Ну, там, на Кубани, так говорят. Там, на Кубани, у меня не заметили моего кубанского акцента, как на радио «Максимум». И как-то вот полюбили мой голос, и сказали: «Берем!». И я стала первой девушкой на краснодарской первой радиостанции. А это был уровень, понимаешь.

Вообще!

Вообще!

Скажи, а что за репертуар был у тебя? Какая-то спецпрограмма, или просто ты вела основной эфир?

Ты знаешь, Миш, я попала на золотое время, совершенно без плейлистовое, free style, каждый диджей ставил то, что ему нравилось. И это было совершенно волшебно! То есть, я помню, как я утром просыпалась, у меня был утренний четырехчасовой эфир, и я ехала в маршрутке и ловила ощущение от какой-то светотени, от человека с авоськой, прошедшего через дорогу, от собаки, от купола какого-то. И этим наполнялась вся моя голова, моя душа. Я никогда не думала, что мне говорить между песнями, то есть я знала, что вот сейчас я хочу поставить эту, а после этого я скажу вот то, трын-тын-тын, и оно вот все быстренько выстраивалось, на одном дыхании. Как только появились плейлисты, все. Я помню, вот я села к микрофону, и я думаю, что мне сказать. И я поняла — все, конец стихам.

Конец радио, конец стихам.

И я ушла, Миш, после появления вот этих плейлистов, хотя меня же, как засланного казачка, высылали в Питер, посмотреть, как там на «Радио Рокс», как там у них работают, что там происходит. Я привозила все данные, понимаешь, и сама же уткнулась носом в этот тупик. Вот так вот.

Кошмар. Сейчас, ты представляешь, какое количество людей представить себе не могут, что когда-то было радио, на котором каждый просто ставил, что хотел.

Да-да.

Эти времена настолько ушли в прошлое, вообще сложно…

Я еще застала бобины, Миша, представляешь?

Да, конечно.

На бобинах крутили! Но я уже когда пришла, бобины отходили, у нас кассеты.

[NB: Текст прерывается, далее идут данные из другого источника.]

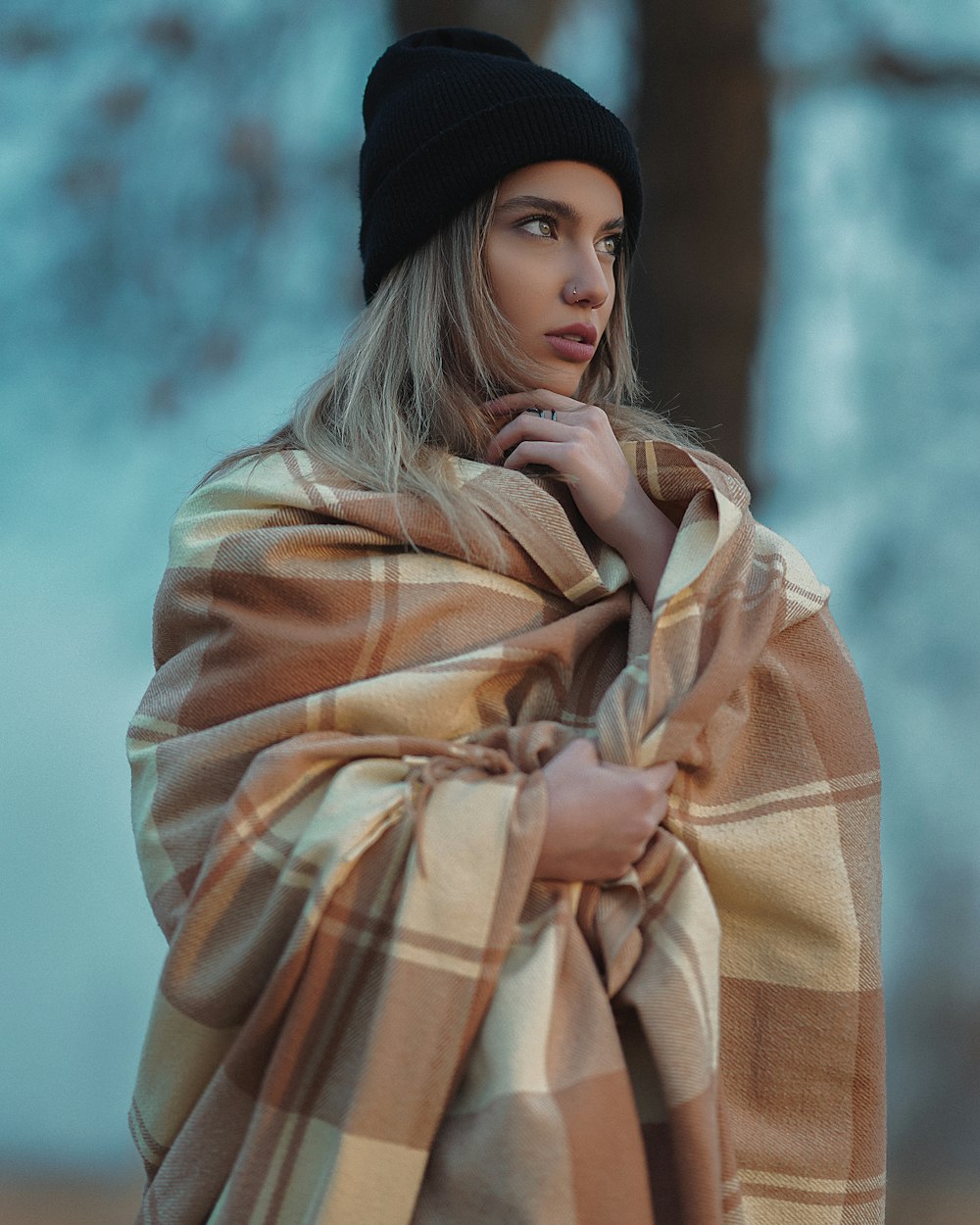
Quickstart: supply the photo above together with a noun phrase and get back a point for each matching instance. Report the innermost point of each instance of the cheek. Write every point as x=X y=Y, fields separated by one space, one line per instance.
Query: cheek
x=509 y=285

Картриджи были, такие, которые вставляешь картридж в машину, и там…

Картриджи уже позже. У нас кассеты, небольшого формата такого, и аппарат, он по паузам отсчитывает песню, понимаешь. И ты пока говоришь, ты считаешь, сколько пауз там. Сейчас сложно представить себе, но это было.

Ну, хорошо, а группа «Дрынк»? Она же мне тоже попалась на пути.

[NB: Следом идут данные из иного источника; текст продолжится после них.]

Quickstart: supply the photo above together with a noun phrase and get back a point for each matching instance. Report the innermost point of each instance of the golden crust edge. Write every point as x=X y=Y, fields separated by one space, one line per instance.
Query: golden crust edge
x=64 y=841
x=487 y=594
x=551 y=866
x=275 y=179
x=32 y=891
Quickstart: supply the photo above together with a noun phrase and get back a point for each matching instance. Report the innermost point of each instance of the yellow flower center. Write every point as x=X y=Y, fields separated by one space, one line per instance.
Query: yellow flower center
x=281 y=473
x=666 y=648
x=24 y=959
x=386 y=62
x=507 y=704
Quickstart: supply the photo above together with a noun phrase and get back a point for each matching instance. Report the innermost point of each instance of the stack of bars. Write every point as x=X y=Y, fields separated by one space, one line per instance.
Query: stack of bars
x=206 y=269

Группа «Дрынк», группа «Макар Дубай» — это первые группы, в которых я начинала музицировать. Я когда-то закончила один или два класса музыкальной школы, сейчас уже не помню, по флейте. До кларнета я так и не дошла, мы уехали в заповедник с семьей, и не смогли продолжить музыкальное обучение. Но флейта, «Сурка» я могла играть, ну, и одну-две ноты, что-то как-то подобрать. И страстное желание участвовать в коллективах музыкальных было такое, что с этими двумя-тремя нотами меня взяли флейтисткой сначала в группу «Макар Дубай», потом в группу «Дрынк». Потом они стали позволять мне спеть в конце концерта одну свою песню, потом две, и так мое время в эфире стало расти.

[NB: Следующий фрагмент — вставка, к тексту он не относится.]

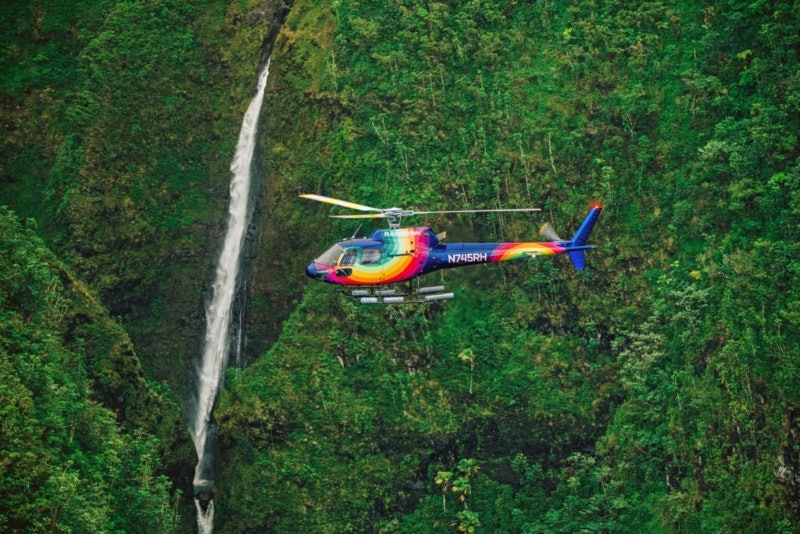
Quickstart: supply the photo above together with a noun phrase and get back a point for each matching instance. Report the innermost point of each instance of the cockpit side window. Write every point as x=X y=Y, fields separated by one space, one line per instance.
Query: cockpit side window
x=349 y=257
x=330 y=256
x=370 y=255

Отвоевывала пространство себе. А я правильно понимаю, что группа «Макар Дубай», она никаким образом с твоей фамилией не связана? Это был просто абстрактный Макар?

Никак не связана. Вокалистом был Макар совершенно конкретный, не абстрактный, и это не его имя, это его прозвище.

Сценический псевдоним.

Сценический псевдоним. Звали этого человека Денис Чирва, а группа совершенно шикарная, знаешь, уровня The Doors.

Вообще, не меньше.

То есть мне повезло так, сначала уровень, планочка была поставлена.

Ты прошла через краснодарский The Doors.

Настоящий, ты что. Ты еще группу «Н.Е.Т» не слышал! Когда я была в Питере, они ехали в Питере, Юрий Юрьевич продал квартиру, чтобы у группы «Н.Е.Т» состоялся концерт в Санкт-Петербурге. Они приехали, пока ехали, они ходили по крыше поезда, это был настоящий рок-н-ролл, понимаешь. Я их встречала, лысая, с портвейном, и мы поехали в какой-то ДК, который совершенно случайно оказался рядом с моим домом. Туда пришел Гаркуша, со своей какой-то прекрасной пассией, как всегда. И для нас это было просто небо, понимаешь, мы одной ногой шагнули на небосклон. Это такие времена шикарные, когда ходишь по Питеру, куришь Lucky Strike, свой первый или второй, и чувствуешь, действительно, этот вкус свободы. Вот эта реклама сигарет вот этих дурацких, вкус свободы, она была совершенно для меня осязаема! Вот так можно вспомнить.

Что сталось с этими людьми, из группы «Нет», из группы «Макар Дубай», из группы «Дрынк»?

Ты знаешь, совершенно по-разному судьбы сложились. К сожалению, люди уходят, и Василича, лидера группы «Н.Е.Т», уже нет с нами, царство ему небесное. И из группы «Дрынк» один из лидеров, Рубен Казарьянца, тоже ушел. Макар, настоящий индеец, никто не знает, где он. Но думаю, что он живее всех живых, дай бог ему здоровья.

А с кем из музыкантов ты записывала демо, это вот первое, которое ты потом передала в Москву?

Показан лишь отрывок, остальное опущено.